Sunday, June 22, 2008

Robert Browning

The twist at the end of Robert Bowning's poem "My Last Duchess" is very ironic.  The speaker is speaking of his late wife, whom the reader assumes he has murdered, to his bride-to-be's father.  It does not seem like something anyone of a sound mind would even consider doing.  The speaker, though, does think highly of himself and his "nine-hundred-years-old name" (line 33) so he probably does not see himself as really having done anything wrong.  Similarly, the speaker in Browning's "Porphyria's Lover" also feels no remorse for murdering his lover.  The speakers of both poems also treat their actions as something of little importance.  While the speaker in "My Last Duchess" moves right on to the next piece in his art collection after explaining his late wife's portrait without missing a single beat, the speaker in "Porphyria's Lover" merely props "her head up as before,/Only this time my shoulder bore/Her head, which droops upon it still" (lines 49-51).  

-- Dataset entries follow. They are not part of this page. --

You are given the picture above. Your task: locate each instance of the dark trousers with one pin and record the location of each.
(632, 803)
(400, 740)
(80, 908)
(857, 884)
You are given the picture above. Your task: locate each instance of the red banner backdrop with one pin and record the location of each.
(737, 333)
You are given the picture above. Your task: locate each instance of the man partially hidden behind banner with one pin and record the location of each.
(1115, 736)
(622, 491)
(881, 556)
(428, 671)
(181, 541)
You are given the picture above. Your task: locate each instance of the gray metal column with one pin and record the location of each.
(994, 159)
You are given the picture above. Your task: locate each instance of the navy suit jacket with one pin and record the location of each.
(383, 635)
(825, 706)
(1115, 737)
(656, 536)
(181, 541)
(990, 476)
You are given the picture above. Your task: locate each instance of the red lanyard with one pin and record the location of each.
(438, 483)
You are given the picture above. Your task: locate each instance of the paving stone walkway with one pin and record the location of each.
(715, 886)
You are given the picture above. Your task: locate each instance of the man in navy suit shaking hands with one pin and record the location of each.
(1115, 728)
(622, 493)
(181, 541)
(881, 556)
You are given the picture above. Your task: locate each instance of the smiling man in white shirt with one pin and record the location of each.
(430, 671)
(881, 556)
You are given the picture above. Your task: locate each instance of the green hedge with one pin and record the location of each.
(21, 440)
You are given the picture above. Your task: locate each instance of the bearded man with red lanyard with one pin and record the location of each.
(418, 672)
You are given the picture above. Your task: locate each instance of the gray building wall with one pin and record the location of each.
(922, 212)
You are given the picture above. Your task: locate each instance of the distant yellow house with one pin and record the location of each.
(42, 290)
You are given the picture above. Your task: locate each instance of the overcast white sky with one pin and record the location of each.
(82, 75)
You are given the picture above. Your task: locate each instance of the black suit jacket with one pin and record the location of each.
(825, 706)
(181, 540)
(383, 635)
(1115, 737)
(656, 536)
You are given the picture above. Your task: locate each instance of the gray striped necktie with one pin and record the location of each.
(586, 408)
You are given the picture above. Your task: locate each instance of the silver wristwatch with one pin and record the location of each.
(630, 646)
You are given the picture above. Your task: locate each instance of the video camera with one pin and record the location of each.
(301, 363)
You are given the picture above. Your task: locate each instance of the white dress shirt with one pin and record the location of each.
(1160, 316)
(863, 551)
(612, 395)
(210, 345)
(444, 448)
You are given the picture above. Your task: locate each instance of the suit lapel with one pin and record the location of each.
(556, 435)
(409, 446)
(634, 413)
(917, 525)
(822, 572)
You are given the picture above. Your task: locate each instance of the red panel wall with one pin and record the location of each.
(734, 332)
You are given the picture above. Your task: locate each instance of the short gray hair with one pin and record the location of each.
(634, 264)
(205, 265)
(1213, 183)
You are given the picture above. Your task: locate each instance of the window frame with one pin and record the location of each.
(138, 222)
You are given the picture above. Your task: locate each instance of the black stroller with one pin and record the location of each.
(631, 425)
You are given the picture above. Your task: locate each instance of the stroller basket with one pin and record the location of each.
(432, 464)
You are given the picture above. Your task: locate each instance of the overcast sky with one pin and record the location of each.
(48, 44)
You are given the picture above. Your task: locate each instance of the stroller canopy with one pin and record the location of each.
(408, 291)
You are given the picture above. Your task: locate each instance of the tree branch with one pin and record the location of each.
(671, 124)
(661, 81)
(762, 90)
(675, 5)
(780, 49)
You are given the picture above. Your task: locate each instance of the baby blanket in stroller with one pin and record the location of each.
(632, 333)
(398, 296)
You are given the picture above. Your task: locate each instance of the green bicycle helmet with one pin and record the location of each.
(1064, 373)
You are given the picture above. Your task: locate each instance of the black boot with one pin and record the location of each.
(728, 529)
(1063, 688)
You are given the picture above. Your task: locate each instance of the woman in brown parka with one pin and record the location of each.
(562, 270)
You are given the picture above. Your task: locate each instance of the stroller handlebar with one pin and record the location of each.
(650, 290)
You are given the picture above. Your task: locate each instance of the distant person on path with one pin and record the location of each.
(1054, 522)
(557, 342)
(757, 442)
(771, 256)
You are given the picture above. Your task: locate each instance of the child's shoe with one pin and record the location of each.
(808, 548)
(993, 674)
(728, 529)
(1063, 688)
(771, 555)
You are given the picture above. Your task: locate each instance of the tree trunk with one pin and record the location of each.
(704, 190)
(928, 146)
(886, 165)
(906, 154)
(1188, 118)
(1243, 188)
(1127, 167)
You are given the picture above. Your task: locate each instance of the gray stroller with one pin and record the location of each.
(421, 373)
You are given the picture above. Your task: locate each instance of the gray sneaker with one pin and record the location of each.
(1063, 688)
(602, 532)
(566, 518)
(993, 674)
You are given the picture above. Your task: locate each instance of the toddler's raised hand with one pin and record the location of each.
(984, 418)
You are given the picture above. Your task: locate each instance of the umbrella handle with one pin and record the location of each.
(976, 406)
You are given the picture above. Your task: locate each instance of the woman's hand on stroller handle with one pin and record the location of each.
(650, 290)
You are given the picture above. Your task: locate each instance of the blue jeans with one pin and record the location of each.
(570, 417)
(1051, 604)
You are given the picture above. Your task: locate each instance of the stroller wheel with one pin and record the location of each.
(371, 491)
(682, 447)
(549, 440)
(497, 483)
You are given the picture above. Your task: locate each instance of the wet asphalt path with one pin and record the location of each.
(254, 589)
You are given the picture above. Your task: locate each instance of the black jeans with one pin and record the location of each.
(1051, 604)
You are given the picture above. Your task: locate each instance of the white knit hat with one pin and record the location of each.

Perhaps neither speaker feels they have wronged their victims because they believe they have been betrayed by the victims.  In "Porphyria's Lover" Porphyria only comes during the storm; it appears that for some reason their relationship must be kept secret.  But as soon as Porphyria reveals that she worships the speaker and he feels that in "That moment she was [his], [his], fair,/Perfectly pure and good" (lines 36-37), he exercises his power over her in order to ensure that "all night long [they will] not [stir]" (line 59).  The duchess, however, has given her husband reason to believe that "she ranked/[the speaker's] gift of a nine-hundred-years-old name/With anybody's gift" (lines 32-34), thus highly insulting him.  

This common thread of love and cold-blooded murder in these Browning poems make them both extremely intriguing and has given them both a timeless quality which has allowed them to be read for hundreds of years so far and conceivably an even longer time on into the future.

1 comment:

Jonathan.Glance said...

Rachel,

You pick a great dramatic monologue by Browning to discuss here, although to some extent you dilute the effectiveness of your post by trying to talk about both "My Last Duchess" and "Porphyria's Lover." I think you would have been far better off picking one or the other, and going into more depth on it. As a general rule, it is better to "say more about less."